According to the Commonwealth Court’s opinion, Spencer appealed the judges’ administrative order in August, which he later amended. He also filed a motion for a stay pending the appeals process.
In October, Spencer petitioned to withdraw the motion for a stay pending the appeals process. The court granted the motion and subsequently scheduled a contempt hearing.
However, Spencer proceeded to file an emergency application for a stay pending the appeals process with the court. The court granted the application pending argument.
The Court of Common Pleas responded to Spencer’s emergency application by filing an answer and an application to quash.
In its motion, the Court of Common Pleas asserted that the administrative order is not a final, appealable order and maintained that the court lacks jurisdiction.
The Commonwealth Court concurred. It determined that the judges’ administrative order doesn’t fit into any of the categories of cases outlined in the Judicial Code.

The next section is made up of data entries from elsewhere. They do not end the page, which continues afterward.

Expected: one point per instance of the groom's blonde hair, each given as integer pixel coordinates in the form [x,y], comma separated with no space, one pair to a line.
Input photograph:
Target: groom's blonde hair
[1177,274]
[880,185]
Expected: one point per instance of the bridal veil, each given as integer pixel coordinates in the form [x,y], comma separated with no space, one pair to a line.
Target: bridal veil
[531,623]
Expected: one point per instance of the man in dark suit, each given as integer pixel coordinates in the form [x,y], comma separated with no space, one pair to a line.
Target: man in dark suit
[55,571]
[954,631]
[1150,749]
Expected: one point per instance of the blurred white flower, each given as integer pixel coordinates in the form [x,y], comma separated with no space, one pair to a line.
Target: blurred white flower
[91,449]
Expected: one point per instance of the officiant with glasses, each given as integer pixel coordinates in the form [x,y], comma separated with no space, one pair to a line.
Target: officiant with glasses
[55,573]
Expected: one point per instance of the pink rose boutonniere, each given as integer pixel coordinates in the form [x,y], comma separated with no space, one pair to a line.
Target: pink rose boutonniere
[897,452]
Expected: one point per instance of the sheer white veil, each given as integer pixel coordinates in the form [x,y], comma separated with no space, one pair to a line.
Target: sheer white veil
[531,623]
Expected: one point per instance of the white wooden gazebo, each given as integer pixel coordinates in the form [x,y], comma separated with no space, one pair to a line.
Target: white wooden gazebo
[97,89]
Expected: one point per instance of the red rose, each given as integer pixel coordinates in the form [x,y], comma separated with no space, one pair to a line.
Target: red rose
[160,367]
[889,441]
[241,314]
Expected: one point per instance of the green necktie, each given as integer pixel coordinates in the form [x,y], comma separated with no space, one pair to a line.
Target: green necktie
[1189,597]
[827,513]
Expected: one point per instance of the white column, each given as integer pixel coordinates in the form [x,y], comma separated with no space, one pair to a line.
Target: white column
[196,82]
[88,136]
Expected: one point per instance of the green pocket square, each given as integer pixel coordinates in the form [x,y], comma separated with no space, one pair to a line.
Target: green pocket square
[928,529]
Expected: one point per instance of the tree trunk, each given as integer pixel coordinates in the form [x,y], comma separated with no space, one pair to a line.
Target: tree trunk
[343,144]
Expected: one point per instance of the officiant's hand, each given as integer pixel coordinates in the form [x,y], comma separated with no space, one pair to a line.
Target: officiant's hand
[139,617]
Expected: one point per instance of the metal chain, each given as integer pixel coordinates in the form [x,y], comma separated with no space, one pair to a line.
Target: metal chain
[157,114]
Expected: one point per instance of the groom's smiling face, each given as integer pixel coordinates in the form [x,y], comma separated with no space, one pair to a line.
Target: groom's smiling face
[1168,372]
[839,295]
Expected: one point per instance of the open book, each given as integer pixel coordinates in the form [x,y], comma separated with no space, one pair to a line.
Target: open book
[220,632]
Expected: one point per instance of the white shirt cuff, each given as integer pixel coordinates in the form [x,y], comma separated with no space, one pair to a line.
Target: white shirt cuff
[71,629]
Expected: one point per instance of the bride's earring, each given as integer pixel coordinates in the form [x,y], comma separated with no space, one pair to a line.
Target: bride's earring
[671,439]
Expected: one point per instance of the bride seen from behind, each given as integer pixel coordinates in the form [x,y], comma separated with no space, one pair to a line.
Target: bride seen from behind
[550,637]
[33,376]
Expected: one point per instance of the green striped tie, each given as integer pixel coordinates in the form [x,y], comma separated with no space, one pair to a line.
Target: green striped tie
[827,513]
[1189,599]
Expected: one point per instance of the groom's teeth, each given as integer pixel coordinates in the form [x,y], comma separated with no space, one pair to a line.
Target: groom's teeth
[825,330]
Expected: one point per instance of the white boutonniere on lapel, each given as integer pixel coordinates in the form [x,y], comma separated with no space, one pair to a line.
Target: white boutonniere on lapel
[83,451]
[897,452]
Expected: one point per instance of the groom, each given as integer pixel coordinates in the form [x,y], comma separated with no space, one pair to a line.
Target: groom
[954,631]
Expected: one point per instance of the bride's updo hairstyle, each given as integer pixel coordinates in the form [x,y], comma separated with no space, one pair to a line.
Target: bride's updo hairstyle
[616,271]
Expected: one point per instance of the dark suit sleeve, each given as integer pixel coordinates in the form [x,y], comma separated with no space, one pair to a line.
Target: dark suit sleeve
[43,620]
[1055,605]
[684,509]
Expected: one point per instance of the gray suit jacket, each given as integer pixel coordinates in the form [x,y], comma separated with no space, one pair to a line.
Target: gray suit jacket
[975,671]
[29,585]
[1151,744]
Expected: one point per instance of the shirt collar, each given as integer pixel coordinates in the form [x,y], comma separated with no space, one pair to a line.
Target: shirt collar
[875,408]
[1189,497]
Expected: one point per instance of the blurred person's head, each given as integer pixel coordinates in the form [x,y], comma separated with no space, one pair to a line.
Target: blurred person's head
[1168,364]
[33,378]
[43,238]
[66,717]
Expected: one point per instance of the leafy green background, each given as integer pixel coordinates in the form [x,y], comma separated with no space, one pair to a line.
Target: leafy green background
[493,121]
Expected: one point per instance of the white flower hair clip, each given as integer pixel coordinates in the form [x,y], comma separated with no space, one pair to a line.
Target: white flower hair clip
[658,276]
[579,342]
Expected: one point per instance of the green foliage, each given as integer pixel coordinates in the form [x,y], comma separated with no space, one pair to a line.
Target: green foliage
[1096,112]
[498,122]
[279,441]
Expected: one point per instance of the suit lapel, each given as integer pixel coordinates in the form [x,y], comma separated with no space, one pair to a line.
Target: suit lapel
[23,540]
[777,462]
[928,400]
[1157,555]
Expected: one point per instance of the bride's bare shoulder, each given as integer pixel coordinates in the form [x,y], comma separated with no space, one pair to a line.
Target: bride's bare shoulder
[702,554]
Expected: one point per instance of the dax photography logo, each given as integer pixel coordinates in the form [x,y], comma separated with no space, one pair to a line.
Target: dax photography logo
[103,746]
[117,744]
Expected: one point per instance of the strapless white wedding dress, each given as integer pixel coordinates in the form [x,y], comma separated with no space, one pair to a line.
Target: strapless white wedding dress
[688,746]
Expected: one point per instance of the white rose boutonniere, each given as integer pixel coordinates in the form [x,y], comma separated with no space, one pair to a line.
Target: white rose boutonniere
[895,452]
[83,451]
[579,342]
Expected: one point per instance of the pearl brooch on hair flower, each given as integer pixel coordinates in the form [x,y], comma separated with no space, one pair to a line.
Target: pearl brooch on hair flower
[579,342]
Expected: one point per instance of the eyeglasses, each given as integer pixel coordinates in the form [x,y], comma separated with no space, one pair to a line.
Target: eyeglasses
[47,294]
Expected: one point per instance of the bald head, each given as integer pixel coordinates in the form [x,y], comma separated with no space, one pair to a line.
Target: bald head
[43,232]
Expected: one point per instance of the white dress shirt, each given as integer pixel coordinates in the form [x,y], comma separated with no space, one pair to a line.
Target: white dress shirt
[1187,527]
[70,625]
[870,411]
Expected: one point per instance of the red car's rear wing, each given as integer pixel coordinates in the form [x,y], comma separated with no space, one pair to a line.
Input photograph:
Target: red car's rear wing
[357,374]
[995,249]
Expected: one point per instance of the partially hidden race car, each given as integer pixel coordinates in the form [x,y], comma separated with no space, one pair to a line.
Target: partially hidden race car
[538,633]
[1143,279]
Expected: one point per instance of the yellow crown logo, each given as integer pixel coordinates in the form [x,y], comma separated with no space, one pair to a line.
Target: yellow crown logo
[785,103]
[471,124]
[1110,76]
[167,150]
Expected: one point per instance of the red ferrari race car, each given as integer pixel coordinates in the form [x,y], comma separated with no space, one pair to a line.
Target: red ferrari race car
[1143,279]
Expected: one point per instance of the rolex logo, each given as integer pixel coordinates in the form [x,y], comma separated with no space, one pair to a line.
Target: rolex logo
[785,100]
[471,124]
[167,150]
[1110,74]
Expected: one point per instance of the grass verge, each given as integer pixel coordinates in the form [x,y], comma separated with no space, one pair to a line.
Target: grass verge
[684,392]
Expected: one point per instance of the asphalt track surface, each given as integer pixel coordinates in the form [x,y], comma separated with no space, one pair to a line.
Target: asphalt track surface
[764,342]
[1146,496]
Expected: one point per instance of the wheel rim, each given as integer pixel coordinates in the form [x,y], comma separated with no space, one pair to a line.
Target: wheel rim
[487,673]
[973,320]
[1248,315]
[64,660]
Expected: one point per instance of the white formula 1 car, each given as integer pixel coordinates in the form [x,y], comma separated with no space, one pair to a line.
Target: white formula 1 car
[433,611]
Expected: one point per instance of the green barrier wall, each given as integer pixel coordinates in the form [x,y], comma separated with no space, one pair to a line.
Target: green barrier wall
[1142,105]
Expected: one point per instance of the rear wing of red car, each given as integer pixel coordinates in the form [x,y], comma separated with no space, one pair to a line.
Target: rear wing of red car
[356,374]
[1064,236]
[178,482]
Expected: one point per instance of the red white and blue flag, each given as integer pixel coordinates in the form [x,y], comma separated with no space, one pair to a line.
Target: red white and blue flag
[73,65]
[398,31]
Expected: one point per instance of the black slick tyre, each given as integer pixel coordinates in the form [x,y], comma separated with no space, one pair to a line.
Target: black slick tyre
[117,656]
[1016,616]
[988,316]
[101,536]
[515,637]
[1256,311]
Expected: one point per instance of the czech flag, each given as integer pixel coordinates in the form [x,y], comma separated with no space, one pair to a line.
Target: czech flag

“… President Judge Ammerman acted within his authority to supervise court personnel, which includes its prothonotary and clerk of courts, and he issued the order to implement an executive decision he made in his capacity as the president judge and administrator of the Court of Common Pleas,” said Senior Judge Keith B. Quigley.
In the opinion, Quigley also said that the administrative order – signed by the judges – was not a final, appealable order and therefore the appeal filed by Spencer was quashed.
Quigley said that since the appeal was quashed, the issue as to the stay of the administrative order is no longer a valid issue and the emergency application by Spencer for a stay of the administrative order was dismissed as moot.
The administrative order issued by the judges remains in place and effect, according to Court Administrator F. Cortez Bell III.